Всю ночь шла подготовка, не стихала работа: уносили раненых, подтягивали свежие полки, технику, провода, амуницию. В разбитых корпусах оборудовали перевязочные пункты, штабы и узлы связи, посты наблюдения на верхних этажах. Слабо колыхало ночным ветерком кусочек грязно-синей ткани: скромный платочек снова оказался на подоконнике третьего этажа, чтоб больше не спускаться.

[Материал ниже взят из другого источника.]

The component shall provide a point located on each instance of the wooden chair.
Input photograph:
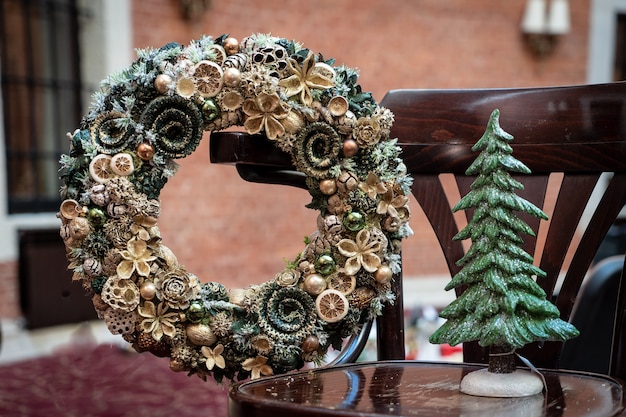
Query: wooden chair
(572, 138)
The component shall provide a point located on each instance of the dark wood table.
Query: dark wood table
(408, 388)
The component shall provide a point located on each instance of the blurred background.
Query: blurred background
(53, 54)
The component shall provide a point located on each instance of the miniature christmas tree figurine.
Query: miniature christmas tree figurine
(502, 307)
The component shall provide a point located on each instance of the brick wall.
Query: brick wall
(9, 290)
(237, 233)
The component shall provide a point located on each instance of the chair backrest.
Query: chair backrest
(568, 136)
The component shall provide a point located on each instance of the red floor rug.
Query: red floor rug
(105, 381)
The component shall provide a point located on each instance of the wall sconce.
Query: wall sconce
(543, 22)
(194, 9)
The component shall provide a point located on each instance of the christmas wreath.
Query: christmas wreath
(156, 111)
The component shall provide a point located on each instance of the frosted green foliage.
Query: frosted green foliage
(502, 304)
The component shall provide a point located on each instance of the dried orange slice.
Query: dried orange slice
(100, 168)
(331, 306)
(122, 164)
(343, 283)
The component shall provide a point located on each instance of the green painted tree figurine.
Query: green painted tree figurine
(502, 307)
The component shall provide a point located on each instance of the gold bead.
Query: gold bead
(350, 147)
(328, 187)
(162, 83)
(231, 46)
(145, 151)
(177, 365)
(338, 106)
(314, 284)
(147, 290)
(310, 344)
(383, 274)
(232, 77)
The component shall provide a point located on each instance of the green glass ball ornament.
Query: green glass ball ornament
(196, 312)
(354, 221)
(325, 265)
(96, 216)
(210, 110)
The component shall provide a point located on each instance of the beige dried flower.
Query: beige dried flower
(372, 186)
(361, 252)
(390, 203)
(136, 258)
(177, 288)
(304, 78)
(214, 356)
(257, 366)
(157, 321)
(265, 112)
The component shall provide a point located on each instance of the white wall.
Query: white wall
(602, 39)
(106, 47)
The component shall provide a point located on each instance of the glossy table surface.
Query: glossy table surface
(406, 388)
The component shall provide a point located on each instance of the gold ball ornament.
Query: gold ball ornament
(314, 284)
(162, 83)
(145, 151)
(231, 46)
(383, 274)
(328, 187)
(177, 365)
(232, 77)
(350, 148)
(70, 209)
(338, 106)
(147, 290)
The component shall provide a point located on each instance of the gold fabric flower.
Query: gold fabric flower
(257, 366)
(265, 112)
(367, 131)
(390, 203)
(372, 186)
(310, 75)
(214, 356)
(157, 321)
(136, 258)
(361, 252)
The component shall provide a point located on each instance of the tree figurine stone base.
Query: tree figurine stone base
(501, 306)
(519, 383)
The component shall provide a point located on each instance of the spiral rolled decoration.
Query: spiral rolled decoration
(286, 314)
(145, 118)
(177, 124)
(318, 147)
(108, 132)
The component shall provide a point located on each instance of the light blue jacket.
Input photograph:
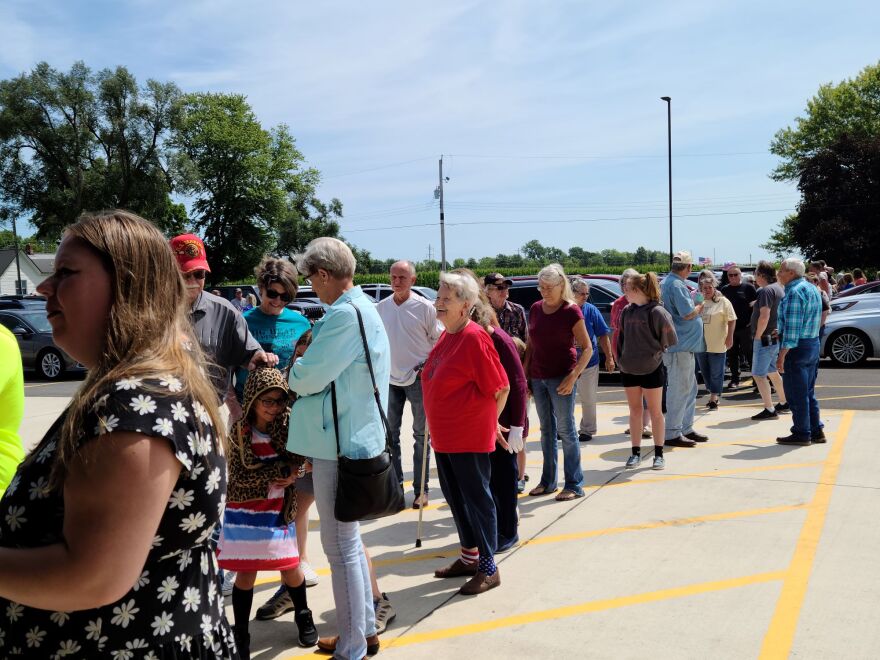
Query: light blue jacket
(337, 354)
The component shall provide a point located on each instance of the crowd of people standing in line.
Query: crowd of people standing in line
(205, 430)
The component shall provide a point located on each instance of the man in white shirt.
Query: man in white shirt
(411, 323)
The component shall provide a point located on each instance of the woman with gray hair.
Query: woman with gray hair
(335, 367)
(552, 364)
(465, 390)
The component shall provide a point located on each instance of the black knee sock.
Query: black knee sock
(298, 596)
(242, 600)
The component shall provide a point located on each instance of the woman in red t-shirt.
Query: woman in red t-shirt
(555, 324)
(464, 389)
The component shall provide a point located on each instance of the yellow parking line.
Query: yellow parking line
(579, 609)
(780, 635)
(577, 536)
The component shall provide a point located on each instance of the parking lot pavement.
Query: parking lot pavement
(741, 548)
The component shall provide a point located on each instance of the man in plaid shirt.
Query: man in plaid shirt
(800, 314)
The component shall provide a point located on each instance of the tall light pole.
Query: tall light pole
(668, 100)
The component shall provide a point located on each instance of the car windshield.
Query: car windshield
(36, 319)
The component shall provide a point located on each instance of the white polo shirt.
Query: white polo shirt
(412, 329)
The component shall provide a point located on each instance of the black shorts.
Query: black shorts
(653, 380)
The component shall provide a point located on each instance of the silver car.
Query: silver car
(38, 350)
(852, 331)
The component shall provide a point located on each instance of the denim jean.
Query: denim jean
(588, 392)
(681, 393)
(556, 414)
(799, 381)
(712, 368)
(349, 572)
(397, 397)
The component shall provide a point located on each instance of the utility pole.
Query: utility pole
(442, 223)
(18, 287)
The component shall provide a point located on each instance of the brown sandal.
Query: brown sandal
(541, 490)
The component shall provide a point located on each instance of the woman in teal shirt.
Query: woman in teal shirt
(11, 407)
(336, 355)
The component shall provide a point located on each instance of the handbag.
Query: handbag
(367, 488)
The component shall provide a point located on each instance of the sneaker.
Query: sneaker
(228, 582)
(280, 603)
(309, 572)
(384, 613)
(308, 634)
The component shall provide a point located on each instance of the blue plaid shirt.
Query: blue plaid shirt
(799, 312)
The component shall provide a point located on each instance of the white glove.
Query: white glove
(514, 440)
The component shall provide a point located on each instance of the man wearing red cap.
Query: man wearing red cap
(222, 332)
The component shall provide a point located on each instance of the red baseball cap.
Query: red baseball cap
(190, 253)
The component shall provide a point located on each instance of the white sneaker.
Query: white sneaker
(309, 572)
(228, 582)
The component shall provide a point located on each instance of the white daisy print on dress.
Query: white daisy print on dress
(193, 522)
(162, 624)
(124, 613)
(168, 589)
(173, 384)
(180, 499)
(128, 383)
(191, 599)
(106, 424)
(163, 427)
(179, 412)
(143, 404)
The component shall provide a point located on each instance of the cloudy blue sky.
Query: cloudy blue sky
(548, 113)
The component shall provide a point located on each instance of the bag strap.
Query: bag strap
(376, 395)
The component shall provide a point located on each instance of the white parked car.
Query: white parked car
(852, 331)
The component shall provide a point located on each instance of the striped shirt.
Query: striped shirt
(800, 312)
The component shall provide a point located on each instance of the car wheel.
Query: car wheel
(848, 348)
(50, 364)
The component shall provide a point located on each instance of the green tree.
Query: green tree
(242, 178)
(837, 216)
(77, 141)
(851, 107)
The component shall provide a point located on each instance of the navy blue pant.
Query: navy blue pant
(799, 381)
(464, 480)
(503, 485)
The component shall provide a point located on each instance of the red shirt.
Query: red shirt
(459, 383)
(551, 340)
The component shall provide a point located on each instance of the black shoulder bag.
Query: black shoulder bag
(367, 488)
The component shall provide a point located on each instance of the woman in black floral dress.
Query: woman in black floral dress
(105, 529)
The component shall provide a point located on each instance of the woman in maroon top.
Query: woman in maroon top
(464, 389)
(552, 365)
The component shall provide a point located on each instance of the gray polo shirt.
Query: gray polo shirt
(224, 336)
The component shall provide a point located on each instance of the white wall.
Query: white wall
(29, 273)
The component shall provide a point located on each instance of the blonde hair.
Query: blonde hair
(554, 275)
(149, 334)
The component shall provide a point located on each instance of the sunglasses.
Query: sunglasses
(273, 294)
(269, 402)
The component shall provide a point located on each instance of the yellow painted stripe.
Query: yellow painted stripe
(576, 536)
(580, 609)
(780, 635)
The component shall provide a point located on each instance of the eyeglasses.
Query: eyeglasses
(272, 403)
(273, 294)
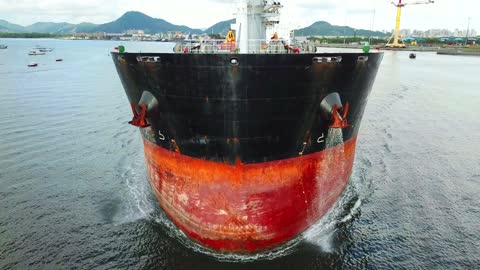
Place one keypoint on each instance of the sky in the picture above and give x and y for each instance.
(365, 14)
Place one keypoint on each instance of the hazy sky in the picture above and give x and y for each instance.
(449, 14)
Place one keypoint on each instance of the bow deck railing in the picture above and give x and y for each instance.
(256, 46)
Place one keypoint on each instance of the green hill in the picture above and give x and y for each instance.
(10, 27)
(140, 21)
(322, 28)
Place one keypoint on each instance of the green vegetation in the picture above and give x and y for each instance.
(322, 28)
(30, 35)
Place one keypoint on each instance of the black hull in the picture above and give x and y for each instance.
(258, 109)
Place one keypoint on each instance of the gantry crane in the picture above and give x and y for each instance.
(396, 41)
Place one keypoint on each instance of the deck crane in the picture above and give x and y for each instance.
(396, 41)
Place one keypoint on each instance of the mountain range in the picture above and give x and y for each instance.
(140, 21)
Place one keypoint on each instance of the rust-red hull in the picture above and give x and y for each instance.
(248, 208)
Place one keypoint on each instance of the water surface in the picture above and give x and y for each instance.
(74, 194)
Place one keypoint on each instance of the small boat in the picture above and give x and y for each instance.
(43, 49)
(36, 52)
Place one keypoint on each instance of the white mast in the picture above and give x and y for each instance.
(253, 18)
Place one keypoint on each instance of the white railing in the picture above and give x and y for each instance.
(257, 46)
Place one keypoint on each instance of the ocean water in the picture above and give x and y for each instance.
(74, 193)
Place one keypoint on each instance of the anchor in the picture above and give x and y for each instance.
(139, 118)
(340, 120)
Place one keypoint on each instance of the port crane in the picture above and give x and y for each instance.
(396, 40)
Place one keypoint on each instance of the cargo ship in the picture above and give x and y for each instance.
(249, 140)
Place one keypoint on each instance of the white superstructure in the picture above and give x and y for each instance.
(255, 19)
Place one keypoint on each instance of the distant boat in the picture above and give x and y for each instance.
(36, 52)
(43, 49)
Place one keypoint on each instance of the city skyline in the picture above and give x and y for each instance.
(368, 14)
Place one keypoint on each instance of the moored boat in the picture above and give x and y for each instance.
(36, 52)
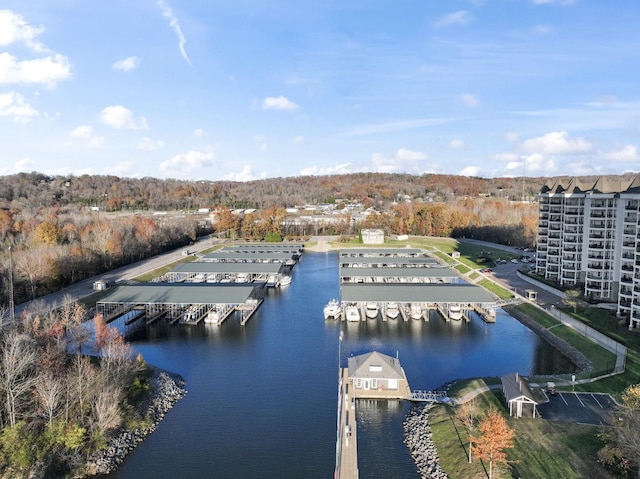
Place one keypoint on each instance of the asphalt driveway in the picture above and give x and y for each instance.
(583, 408)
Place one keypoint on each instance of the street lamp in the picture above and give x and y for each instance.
(11, 303)
(339, 350)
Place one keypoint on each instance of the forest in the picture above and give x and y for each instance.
(57, 230)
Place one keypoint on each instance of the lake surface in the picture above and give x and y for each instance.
(261, 399)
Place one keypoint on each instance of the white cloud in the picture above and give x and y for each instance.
(403, 160)
(96, 141)
(119, 117)
(147, 144)
(461, 17)
(557, 142)
(399, 125)
(121, 169)
(83, 131)
(175, 26)
(25, 164)
(471, 171)
(45, 71)
(549, 2)
(126, 64)
(13, 105)
(627, 154)
(181, 165)
(278, 103)
(469, 99)
(245, 175)
(14, 28)
(315, 170)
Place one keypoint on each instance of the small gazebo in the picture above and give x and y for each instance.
(518, 396)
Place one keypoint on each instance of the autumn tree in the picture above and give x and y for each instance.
(468, 414)
(494, 436)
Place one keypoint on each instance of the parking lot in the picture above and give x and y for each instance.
(583, 408)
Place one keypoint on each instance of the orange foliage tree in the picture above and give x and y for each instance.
(494, 437)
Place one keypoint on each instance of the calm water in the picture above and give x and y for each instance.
(261, 399)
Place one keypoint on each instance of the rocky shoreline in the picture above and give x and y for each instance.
(168, 388)
(417, 437)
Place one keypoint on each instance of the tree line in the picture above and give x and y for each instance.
(59, 404)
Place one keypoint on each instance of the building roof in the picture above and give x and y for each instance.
(414, 292)
(375, 365)
(516, 388)
(601, 185)
(181, 293)
(226, 267)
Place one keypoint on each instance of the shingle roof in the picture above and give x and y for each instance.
(385, 367)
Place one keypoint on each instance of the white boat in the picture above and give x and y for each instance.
(415, 311)
(351, 312)
(332, 310)
(392, 310)
(213, 316)
(455, 312)
(371, 310)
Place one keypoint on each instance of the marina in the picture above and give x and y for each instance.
(291, 431)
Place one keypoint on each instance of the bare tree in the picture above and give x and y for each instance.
(17, 371)
(49, 391)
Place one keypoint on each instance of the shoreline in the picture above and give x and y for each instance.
(168, 389)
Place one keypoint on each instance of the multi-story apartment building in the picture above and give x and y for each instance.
(589, 237)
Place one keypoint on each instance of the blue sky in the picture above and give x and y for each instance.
(255, 89)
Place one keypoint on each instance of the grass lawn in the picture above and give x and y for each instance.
(541, 448)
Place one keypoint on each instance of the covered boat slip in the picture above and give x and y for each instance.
(388, 261)
(380, 252)
(398, 275)
(251, 257)
(195, 272)
(426, 295)
(187, 302)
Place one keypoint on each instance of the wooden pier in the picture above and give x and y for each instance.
(346, 435)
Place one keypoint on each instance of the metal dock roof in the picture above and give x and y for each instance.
(380, 252)
(201, 293)
(433, 272)
(218, 267)
(415, 292)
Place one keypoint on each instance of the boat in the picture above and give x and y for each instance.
(214, 316)
(332, 310)
(455, 312)
(392, 310)
(371, 310)
(415, 311)
(351, 312)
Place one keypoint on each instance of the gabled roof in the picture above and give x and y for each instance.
(516, 388)
(375, 365)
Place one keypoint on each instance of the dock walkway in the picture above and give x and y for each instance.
(346, 436)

Меж строившихся пехотных колонн прошла рота танков, на башнях было выведено краской: «Дзержинец». Над открытым люком головной машины, где рядом с надписью была нарисована звезда Героя, мелькнуло лицо в шлемофоне. Сержант Ковалев пригляделся. Танкист тоже заметил сержанта с медалью на груди, его пристальный взгляд. Оба встретились глазами, разом радостно закричали:
– Михалыч!
– Не верю, старик, не верю! Быть не может!
Распахнул объятия сержант Ковалев, танкист гаркнул в утробу танка, остановив его, вылез из люка наружу. Бывшие однополчане цокнулись грудь о грудь, проклюнулись крохотные слезы.
– Давно здесь, Витек?
– Да второй день уж. А под Город нас седьмого числа перекинули. Вчера с утра до темной ночи воевали. Может, слышал?